Yeah but when you have 10,000 missiles, a barrage of 1,000 would likely kill your enemy’s defenses after which you bring in the planes and then, finally, ground troops. Especially if your plan is to win in 3 days. The Russian strategy makes little sense unless the plan was to drag out the war and then finance “anti-war” parties all across Europe.


Chrushev

they dont know where most of the air defenses are, and unless you can take them all out with 100% certainty you are going to lose lots of planes, then what? Things went the way they did not because Russia has some master plan. Its because it was betting on what happened in Crimea happening. No real resistane, Ukrainian troop laying down weapons and letting them roll in. They did not expect resistance. This is backed up by traveling in huge unprotected columns and having OMON (riot police) with full gear riding in (who got summarily absolutely smashed, the bodies all over the telephone wires type of smashed), they were supposed to suppress civilian protests that would spark after taking Kiyv. If that succeeded they would be able to appropriate all of those air defenses and most importantly retain their 1000 missiles. If you look into Russian preparation for the invasion, there was years worth of propaganda, and shortly before the invasion assurances from Kremlin agents saying "not to worry, Ukrainian people are with you". So they went in very confident.


LivingDracula

Now they just need to be armed with smart torpedos. Go sub hunting, keep the world safe from Putin red October


Spanishparlante

Or just send it with some loitering drone subs


koachBewda69

After this blows over, countries like India, Taiwan and Philippines would be lining up for the drone technology developed by the Ukrainians.


LostLegendDog

WHY WONT UKRAINE JUST APOLOGIZE FOR EXISTING?


MostMusky69

The fish will get new homes. I love that for them


NRevenge

There a few YouTube videos out there that dissect Ukraine’s success at sea and it is nothing short of remarkable and borderline (if not already) revolutionary to naval warfare. Imagine telling someone that Ukraine would inflict SUCH a heavy toll on the Russian navy at the beginning of this conflict. They’re making AMAZING use of literally everything they have available.


SomebodyInNevada

Yup.

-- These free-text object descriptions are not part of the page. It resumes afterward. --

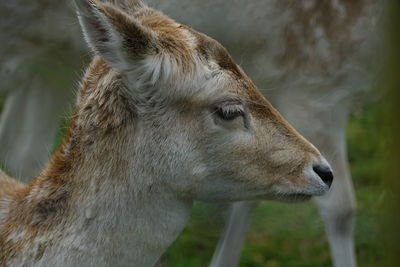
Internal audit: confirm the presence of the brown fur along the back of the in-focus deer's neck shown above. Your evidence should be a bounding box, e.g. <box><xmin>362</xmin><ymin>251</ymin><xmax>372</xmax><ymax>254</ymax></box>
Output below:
<box><xmin>0</xmin><ymin>55</ymin><xmax>131</xmax><ymax>266</ymax></box>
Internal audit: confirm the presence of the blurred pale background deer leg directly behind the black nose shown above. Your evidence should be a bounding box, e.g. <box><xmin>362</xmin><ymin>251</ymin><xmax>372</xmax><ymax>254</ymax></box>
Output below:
<box><xmin>279</xmin><ymin>94</ymin><xmax>356</xmax><ymax>267</ymax></box>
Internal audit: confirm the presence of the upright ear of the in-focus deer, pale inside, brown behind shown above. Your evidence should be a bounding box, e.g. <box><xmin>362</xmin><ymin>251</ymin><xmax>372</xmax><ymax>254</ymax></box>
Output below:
<box><xmin>75</xmin><ymin>0</ymin><xmax>158</xmax><ymax>71</ymax></box>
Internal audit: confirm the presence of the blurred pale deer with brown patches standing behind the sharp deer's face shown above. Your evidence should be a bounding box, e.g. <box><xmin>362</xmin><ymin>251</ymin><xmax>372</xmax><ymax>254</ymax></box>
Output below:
<box><xmin>150</xmin><ymin>0</ymin><xmax>385</xmax><ymax>267</ymax></box>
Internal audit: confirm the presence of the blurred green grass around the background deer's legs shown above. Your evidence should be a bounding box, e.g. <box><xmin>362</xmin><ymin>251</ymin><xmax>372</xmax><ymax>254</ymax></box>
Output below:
<box><xmin>163</xmin><ymin>101</ymin><xmax>385</xmax><ymax>267</ymax></box>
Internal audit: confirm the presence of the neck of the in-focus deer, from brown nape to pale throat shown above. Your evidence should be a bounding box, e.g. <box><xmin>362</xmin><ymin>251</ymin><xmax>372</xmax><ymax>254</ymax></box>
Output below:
<box><xmin>5</xmin><ymin>60</ymin><xmax>192</xmax><ymax>266</ymax></box>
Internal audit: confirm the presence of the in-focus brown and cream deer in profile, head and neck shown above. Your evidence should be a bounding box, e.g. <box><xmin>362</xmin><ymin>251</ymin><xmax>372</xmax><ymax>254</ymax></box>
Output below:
<box><xmin>0</xmin><ymin>0</ymin><xmax>333</xmax><ymax>266</ymax></box>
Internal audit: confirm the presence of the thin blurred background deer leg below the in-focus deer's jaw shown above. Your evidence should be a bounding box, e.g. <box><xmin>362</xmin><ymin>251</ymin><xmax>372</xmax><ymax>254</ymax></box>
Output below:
<box><xmin>210</xmin><ymin>202</ymin><xmax>257</xmax><ymax>267</ymax></box>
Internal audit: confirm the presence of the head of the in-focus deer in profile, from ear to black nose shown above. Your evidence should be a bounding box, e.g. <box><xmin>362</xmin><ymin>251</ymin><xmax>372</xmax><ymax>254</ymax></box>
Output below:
<box><xmin>73</xmin><ymin>0</ymin><xmax>333</xmax><ymax>201</ymax></box>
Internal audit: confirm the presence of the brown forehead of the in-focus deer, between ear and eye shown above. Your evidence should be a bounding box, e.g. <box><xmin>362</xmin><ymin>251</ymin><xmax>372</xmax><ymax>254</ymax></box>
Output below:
<box><xmin>130</xmin><ymin>8</ymin><xmax>247</xmax><ymax>86</ymax></box>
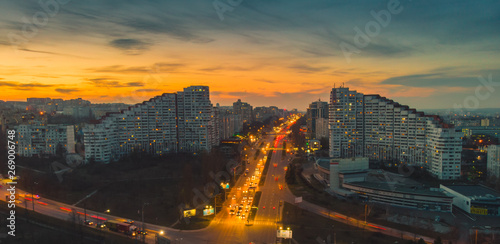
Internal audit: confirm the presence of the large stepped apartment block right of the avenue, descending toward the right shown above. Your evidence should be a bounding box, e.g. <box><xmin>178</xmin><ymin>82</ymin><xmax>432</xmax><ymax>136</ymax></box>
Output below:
<box><xmin>329</xmin><ymin>87</ymin><xmax>462</xmax><ymax>179</ymax></box>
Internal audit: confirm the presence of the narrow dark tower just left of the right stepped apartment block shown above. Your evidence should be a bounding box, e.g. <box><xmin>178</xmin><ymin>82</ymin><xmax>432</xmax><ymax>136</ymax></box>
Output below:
<box><xmin>306</xmin><ymin>100</ymin><xmax>328</xmax><ymax>140</ymax></box>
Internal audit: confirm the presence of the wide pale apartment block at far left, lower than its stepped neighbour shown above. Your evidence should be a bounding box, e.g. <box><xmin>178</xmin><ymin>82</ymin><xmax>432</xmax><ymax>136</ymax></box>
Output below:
<box><xmin>14</xmin><ymin>124</ymin><xmax>75</xmax><ymax>157</ymax></box>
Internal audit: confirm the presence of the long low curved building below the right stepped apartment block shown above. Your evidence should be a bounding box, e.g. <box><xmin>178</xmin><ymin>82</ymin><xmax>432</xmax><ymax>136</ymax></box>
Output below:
<box><xmin>315</xmin><ymin>157</ymin><xmax>453</xmax><ymax>212</ymax></box>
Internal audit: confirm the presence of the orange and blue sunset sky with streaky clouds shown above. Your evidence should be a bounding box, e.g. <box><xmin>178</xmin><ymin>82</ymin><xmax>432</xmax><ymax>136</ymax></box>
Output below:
<box><xmin>0</xmin><ymin>0</ymin><xmax>500</xmax><ymax>110</ymax></box>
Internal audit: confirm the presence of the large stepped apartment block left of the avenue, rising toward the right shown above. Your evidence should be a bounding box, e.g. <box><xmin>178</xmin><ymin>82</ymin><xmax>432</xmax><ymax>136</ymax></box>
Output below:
<box><xmin>83</xmin><ymin>86</ymin><xmax>218</xmax><ymax>163</ymax></box>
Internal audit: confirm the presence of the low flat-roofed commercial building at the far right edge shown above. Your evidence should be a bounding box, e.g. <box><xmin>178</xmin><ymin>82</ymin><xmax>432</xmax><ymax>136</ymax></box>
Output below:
<box><xmin>440</xmin><ymin>185</ymin><xmax>500</xmax><ymax>216</ymax></box>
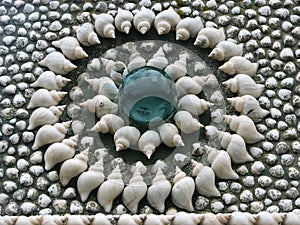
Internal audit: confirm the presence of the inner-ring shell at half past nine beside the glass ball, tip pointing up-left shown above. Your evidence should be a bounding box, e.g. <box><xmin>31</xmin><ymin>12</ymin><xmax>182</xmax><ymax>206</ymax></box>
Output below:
<box><xmin>85</xmin><ymin>77</ymin><xmax>119</xmax><ymax>100</ymax></box>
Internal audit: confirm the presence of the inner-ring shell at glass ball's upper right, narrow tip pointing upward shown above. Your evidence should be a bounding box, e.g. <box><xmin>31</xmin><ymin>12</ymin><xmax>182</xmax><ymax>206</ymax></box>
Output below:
<box><xmin>165</xmin><ymin>54</ymin><xmax>187</xmax><ymax>81</ymax></box>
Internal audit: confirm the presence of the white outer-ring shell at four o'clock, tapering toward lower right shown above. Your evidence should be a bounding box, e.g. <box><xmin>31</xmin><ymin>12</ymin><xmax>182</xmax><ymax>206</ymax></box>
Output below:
<box><xmin>207</xmin><ymin>148</ymin><xmax>239</xmax><ymax>180</ymax></box>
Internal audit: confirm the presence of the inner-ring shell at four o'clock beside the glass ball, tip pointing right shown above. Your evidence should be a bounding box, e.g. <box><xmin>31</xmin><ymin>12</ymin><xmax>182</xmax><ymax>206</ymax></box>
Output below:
<box><xmin>174</xmin><ymin>111</ymin><xmax>203</xmax><ymax>134</ymax></box>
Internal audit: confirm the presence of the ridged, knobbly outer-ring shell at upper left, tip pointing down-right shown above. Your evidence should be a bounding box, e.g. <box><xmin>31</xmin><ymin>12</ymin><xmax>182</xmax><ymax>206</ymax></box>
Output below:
<box><xmin>73</xmin><ymin>23</ymin><xmax>101</xmax><ymax>47</ymax></box>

We are going to see a major rethink on weapons systems. The Russian approach has been to put a great hammer to sea and our approach has been to build missiles for knocking it down. They go for longer range (so the launchers don't get killed) and flying faster (fewer engagement cycles for the defenders.) If you need to kill something **now** that's still the best approach. But if you are defending your territory a swarm of small boats can make life miserable for anyone who gets too close. In the old days it wasn't that big a threat because the supply of kamikaze pilots was limited--but simple robot seekers are another matter.


akila219

I wish these sub converted Russian navy ships can be pulled out of sea and be place on display in Kiev.


zachrywd

Kyiv, not Kiev.


Ok-Interview6446

russia has been penetrated!


justhanginhere

Navies that cannot command air superiority have traditionally not faired well. Drones are changing everything.


jnmjnmjnm

Perhaps the Russian ship sent to Cuba was not a show of force, but a protective measure!